Any news on that upload? ;)
I still have the backup. Problem is I couldn't find a place to store it. Got anywhere that'll accept 80Gb?
On Sun, Aug 9, 2015 at 2:54 PM, Felix Lange notifications@github.com wrote:
Any news on that upload? ;)
— Reply to this email directly or view it on GitHub https://github.com/ethereum/go-ethereum/issues/1505#issuecomment-129250444 .
@tcoulter have you tried Bittorent Sync? (https://www.getsync.com/) Worked great for me when needed to share huge files device to device without having to upload it anywhere.

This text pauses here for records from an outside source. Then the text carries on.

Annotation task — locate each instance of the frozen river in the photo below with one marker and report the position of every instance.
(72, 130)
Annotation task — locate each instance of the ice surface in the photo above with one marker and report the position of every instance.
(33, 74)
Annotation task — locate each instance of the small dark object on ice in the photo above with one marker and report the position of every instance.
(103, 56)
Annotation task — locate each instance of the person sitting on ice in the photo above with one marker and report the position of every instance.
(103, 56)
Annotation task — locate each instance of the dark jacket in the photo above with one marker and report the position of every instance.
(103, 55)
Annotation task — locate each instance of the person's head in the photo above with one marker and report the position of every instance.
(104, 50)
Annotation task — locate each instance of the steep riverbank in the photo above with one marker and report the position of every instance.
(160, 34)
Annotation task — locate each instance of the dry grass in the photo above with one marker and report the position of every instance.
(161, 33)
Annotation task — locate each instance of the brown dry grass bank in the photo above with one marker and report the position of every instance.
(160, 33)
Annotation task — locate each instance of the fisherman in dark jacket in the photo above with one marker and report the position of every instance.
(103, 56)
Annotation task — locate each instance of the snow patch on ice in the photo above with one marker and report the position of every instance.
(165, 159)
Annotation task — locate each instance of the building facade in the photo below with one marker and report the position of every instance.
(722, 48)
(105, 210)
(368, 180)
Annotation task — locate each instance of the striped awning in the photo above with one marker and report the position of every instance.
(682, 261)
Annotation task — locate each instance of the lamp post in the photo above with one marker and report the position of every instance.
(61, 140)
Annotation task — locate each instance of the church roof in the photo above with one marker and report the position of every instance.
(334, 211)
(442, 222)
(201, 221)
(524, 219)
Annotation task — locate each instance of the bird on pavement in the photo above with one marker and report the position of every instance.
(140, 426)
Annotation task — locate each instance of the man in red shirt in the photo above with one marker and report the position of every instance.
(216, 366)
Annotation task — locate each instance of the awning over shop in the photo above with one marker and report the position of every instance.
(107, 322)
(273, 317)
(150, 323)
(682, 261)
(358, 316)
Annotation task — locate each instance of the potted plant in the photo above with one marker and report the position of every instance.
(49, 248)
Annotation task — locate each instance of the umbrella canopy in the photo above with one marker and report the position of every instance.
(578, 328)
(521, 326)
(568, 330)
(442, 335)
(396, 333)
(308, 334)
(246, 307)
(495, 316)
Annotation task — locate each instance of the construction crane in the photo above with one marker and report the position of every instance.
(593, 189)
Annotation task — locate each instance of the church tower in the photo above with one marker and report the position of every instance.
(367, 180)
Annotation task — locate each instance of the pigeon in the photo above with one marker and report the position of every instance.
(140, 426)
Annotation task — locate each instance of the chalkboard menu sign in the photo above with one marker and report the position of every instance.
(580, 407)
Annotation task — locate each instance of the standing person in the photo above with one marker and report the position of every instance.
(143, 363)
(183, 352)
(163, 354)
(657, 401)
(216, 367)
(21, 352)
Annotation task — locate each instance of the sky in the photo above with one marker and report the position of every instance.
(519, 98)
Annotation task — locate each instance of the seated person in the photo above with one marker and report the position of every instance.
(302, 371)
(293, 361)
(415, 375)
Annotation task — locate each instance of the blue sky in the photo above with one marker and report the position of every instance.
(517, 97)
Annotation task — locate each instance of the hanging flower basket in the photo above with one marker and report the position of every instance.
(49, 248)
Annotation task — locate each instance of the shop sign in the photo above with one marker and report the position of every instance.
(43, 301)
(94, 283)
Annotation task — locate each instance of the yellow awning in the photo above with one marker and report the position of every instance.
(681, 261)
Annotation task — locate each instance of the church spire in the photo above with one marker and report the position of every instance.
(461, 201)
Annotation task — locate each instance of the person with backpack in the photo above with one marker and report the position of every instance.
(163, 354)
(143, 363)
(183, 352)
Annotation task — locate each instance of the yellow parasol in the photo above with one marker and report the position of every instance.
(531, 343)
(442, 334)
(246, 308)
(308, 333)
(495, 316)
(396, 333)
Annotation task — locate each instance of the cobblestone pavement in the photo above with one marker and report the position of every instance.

@tcoulter I think we can solve it without this dump. Thank you for going through such hoops to help us debug. Did this issue ever happen again?
It definitely happened again after I first reported it (it happened a handful of times actually). However, after switching to Frontier I've had no issues.
Thanks!
On Mon, Aug 10, 2015 at 7:46 AM, Felix Lange notifications@github.com wrote:
@tcoulter https://github.com/tcoulter I think we can solve it without this dump. Thank you for going through such hoops to help us debug. Did this issue ever happen again?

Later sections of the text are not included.